Written by Liz Friedman
Directed by Andrew Bernstein
Airs Thursday nights at 10pm ET on CBS
Part of the virtue of Elementary‘s 24-episode season structure is that there is no pressure to dump on character development every week. Like a sitcom that tacks on its short, sweet heartwarming moments late in the third act, Elementary shifts its narrative camera from the weekly crime plot to remind us that Holmes and Watson are real people dealing with personal conflict. Occasionally, that conflict will take center stage, but more often than not – and in the case of “Poison Pen” – it is painted in light strokes on the episode’s much larger canvas.
This week, Sherlock’s backstory gets some interesting shading, especially following the conclusion to last week’s episode, in which Irene/Moriarty returns in voice-over form through a letter she has sent him. Sherlock purports to be done with love completely. But when Abigail Spencer pops up in “Poison Pen” (played by the lovely Laura Benanti; R.I.P., Go On – NBC desperately misses you), Watson picks up on the signs and confronts Sherlock about his adolescent love for the young woman. Of course, Sherlock’s defense that Abigail served a completely academic purpose tells us all we need to know about how acute Watson’s deduction skills have become under Sherlock’s wing. The most interesting part of the history between Sherlock and Abigail, though, comes from the way in which Sherlock proceeds in “Poison Pen.” We rarely see Sherlock show any kind of mercy on the perpetrators of the crimes he investigates, but Abigail occupies an unique position in that she was Sherlock’s first entry into the criminal mind and ended up being one that he empathized with.
What follows in terms of the plot is typical Elementary fare, but the third act twist is made stronger than average as Abigail – someone who, unlike many Elementary antagonists, isn’t a bad person – throws herself under the bus and takes the fall because of the guilt she has been living with (coupled with the opportunity to save someone from having to deal with the same public scrutiny that caused her to have plastic surgery and go into hiding). Sherlock Holmes almost always gets satisfaction out of seeing the right person send behind bars, but this is one of those rare times where it’s just too complicated to be that clean-cut.

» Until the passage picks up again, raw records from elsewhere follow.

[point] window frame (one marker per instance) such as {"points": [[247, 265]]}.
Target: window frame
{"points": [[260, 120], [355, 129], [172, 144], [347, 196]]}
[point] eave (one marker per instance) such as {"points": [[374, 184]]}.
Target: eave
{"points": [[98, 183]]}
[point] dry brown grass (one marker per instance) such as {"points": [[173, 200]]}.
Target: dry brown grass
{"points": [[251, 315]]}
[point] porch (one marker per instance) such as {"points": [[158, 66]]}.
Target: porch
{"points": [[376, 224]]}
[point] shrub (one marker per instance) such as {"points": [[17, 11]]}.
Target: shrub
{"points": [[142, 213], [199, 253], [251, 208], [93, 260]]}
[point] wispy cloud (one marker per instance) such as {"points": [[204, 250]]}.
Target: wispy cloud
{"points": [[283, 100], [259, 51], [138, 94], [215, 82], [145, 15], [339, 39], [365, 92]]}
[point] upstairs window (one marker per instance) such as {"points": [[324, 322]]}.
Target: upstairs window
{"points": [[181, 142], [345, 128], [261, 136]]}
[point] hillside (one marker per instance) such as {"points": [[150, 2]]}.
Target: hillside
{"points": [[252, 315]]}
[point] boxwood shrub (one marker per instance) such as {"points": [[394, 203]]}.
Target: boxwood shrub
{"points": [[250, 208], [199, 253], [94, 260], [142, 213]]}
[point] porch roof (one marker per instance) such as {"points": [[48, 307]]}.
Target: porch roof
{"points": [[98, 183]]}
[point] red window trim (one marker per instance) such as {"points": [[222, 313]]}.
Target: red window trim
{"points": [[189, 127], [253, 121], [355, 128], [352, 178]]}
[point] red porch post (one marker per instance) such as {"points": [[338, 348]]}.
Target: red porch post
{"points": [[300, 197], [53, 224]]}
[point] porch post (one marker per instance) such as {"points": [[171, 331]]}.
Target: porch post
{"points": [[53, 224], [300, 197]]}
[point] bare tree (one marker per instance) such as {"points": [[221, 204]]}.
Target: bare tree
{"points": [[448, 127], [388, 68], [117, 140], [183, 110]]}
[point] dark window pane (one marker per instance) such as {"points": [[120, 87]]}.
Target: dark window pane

The fallout is Sherlock threatening the true perpetrator (and the circumstances of the murder at the center of “Poison Pen” are also incredibly murky and will pull some moral strings with viewers) but immediately lending him an ear to deal with some of the pain that goes with betrayal. Sherlock tells the boy that he (Sherlock) could never understand the depths of that betrayal, but our omniscience allows us to realize how the act of reaching out to the boy is also a way of trying to prevent someone from going through the same things as another, more experience character in this episode. The pain that comes with Irene’s betrayal constantly eats away at Sherlock. And for all its delightful machinations and genuine comedy, Elementary never lets us forget that.